Taking Notes, on Paper

January 9, 2018

solo show

Take notes, on paper. Five hundred years later, Leonardo’s notebooks are around to astonish and inspire us. Fifty years from now, our own notebooks, if we work up the initiative to start writing them, will be around to astonish and inspire our grandchildren, unlike our tweets and Facebook posts.

Walter Isaacson, Leonardo Da Vinci

On Monday, I returned to the public library in Hillsboro to put the final touches on my solo watercolor exhibit which will hang till the end of February. Once the task was complete, I sank into a comfortable sofa at the end of the gallery and read for awhile, enjoying the perfect silence and rest. This marked a transition into my next enterprise–the Humanities curriculum for Texas Wesleyan University had just arrived via email, and I had only nine days till the start of the spring term. So . . . I sat in the soft light of the soothing gallery, surrounded by my art, and began reading and sketching out broad ideas in preparation for the new class.

That was yesterday. Today, Tuesday, I spent the entire day in my study, going over all my resources for the seventeenth-through-twentieth centuries of Philosophy, Art, Literature and Music. Once I laid out the scope and sequence of the spring semester and drafted a syllabus, I settled into writing an introduction to the seventeenth century, and then the reading of Francis Bacon’s Novum Organum, a treatise I had known about for decades but never actually read as a primary source. And as I read, I scribbled, in my journal, on index cards, on sheets of computer paper, sheets of legal paper and post-it notes. And the more I scribbled, the happier I felt, recalling the thrill of the search in college days and early days of teaching.
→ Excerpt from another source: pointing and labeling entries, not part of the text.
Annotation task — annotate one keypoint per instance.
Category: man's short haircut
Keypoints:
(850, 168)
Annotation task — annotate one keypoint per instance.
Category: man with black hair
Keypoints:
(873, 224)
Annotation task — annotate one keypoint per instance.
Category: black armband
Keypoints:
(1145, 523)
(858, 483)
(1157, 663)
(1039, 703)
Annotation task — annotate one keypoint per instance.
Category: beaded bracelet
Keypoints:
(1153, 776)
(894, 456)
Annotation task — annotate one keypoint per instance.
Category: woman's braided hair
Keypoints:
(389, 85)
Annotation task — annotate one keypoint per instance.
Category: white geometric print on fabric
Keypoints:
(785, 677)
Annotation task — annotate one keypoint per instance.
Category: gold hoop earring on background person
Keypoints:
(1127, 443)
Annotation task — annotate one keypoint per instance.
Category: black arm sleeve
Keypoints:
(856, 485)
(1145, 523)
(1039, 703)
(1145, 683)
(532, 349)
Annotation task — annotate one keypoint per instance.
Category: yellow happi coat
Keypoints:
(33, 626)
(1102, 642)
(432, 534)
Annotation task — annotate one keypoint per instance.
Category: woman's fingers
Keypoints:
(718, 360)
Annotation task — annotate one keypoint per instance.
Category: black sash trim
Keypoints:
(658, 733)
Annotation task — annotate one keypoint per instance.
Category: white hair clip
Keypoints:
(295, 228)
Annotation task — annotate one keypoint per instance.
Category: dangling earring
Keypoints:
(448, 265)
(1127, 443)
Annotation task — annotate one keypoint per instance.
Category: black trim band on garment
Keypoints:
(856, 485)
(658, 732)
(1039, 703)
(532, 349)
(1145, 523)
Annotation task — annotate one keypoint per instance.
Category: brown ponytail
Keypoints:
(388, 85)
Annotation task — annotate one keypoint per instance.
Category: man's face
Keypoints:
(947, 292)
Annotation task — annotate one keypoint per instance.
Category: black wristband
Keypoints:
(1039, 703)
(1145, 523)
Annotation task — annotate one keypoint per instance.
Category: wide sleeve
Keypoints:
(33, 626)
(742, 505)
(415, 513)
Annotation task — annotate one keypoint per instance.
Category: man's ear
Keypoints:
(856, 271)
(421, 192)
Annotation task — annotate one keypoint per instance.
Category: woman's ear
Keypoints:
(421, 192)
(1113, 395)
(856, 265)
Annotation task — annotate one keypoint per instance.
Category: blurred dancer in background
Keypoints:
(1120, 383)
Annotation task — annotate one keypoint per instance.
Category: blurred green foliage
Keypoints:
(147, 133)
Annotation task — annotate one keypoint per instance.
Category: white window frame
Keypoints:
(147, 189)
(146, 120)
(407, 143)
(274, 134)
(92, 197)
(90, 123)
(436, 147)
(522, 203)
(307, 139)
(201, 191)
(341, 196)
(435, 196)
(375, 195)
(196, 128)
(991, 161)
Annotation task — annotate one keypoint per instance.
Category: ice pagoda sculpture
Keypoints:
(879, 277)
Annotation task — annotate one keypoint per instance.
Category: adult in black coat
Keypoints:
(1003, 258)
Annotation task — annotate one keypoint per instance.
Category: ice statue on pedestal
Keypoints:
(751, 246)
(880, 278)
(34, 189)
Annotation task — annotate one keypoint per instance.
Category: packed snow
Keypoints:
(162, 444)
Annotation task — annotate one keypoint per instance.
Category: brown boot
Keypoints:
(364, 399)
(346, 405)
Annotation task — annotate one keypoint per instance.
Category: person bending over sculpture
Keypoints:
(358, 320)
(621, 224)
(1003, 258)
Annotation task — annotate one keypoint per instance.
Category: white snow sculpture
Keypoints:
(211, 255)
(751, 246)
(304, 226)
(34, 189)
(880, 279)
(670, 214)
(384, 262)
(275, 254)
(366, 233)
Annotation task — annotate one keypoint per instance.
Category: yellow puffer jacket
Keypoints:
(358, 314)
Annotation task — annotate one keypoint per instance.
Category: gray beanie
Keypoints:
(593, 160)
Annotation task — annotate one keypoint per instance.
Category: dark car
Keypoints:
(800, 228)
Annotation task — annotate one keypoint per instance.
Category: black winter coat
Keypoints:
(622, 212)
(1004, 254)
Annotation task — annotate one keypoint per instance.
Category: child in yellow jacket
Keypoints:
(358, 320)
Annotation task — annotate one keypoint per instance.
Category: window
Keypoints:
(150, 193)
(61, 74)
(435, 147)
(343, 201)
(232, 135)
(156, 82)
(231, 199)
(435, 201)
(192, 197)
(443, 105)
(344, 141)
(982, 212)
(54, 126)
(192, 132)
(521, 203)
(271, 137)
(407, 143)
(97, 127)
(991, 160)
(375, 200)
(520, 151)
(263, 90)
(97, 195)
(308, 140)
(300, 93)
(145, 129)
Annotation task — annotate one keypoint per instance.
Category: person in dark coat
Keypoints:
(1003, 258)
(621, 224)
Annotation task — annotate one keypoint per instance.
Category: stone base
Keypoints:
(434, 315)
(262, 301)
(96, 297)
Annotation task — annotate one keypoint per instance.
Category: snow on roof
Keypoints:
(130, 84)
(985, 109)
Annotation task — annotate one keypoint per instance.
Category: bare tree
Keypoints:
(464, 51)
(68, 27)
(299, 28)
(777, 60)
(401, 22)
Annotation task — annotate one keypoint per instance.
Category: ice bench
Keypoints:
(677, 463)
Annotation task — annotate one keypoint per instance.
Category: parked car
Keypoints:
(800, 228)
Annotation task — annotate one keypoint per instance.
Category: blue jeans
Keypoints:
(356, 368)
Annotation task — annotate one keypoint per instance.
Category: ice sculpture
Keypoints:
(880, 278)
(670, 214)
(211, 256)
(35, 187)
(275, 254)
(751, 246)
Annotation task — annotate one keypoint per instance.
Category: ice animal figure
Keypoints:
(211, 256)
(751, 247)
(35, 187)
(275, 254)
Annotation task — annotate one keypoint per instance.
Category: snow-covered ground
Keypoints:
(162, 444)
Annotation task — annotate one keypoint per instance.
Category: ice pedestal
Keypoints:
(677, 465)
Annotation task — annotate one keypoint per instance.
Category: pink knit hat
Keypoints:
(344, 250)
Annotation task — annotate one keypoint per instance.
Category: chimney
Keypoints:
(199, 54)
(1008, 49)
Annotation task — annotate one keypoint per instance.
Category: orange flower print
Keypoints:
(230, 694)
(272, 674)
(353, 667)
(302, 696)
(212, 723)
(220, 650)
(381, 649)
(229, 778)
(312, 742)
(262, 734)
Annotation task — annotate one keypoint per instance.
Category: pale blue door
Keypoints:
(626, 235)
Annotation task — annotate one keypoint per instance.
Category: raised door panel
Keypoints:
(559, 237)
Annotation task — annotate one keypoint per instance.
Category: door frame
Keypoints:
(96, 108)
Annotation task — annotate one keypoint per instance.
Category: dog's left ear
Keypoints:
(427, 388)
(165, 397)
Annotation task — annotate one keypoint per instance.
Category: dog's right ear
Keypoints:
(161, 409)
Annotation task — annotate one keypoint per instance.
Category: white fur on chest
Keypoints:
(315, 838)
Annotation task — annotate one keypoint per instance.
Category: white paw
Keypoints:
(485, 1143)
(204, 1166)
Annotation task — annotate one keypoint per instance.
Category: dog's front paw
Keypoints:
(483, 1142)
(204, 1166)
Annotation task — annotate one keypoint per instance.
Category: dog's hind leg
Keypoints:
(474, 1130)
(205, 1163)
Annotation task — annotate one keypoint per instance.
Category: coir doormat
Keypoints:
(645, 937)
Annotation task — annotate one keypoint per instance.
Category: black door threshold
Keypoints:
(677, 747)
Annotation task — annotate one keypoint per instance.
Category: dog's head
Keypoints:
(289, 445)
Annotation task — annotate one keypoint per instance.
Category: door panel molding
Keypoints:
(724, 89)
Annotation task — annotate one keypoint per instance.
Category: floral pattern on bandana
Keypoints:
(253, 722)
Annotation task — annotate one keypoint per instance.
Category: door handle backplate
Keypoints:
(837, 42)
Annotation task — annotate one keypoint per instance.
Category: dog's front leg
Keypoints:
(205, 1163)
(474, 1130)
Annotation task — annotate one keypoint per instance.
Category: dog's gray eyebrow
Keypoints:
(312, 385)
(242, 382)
Humanities is a course I was privileged to develop for the public high schools way back in 1989, and then later was invited to teach at Texas Wesleyan University. But I haven’t taught the course for nearly ten years, and I am so enthused to return to the discipline. The history of ideas has always fueled my imagination, and now once again, I am granted access to these fine minds of history, with hopes of inciting interest in the young minds of our culture. A part of me is glad that I’m still a week away from the first day of school, as I’m still preparing, but another part of me wishes I could walk into that lecture room in the morning.

Thanks for reading.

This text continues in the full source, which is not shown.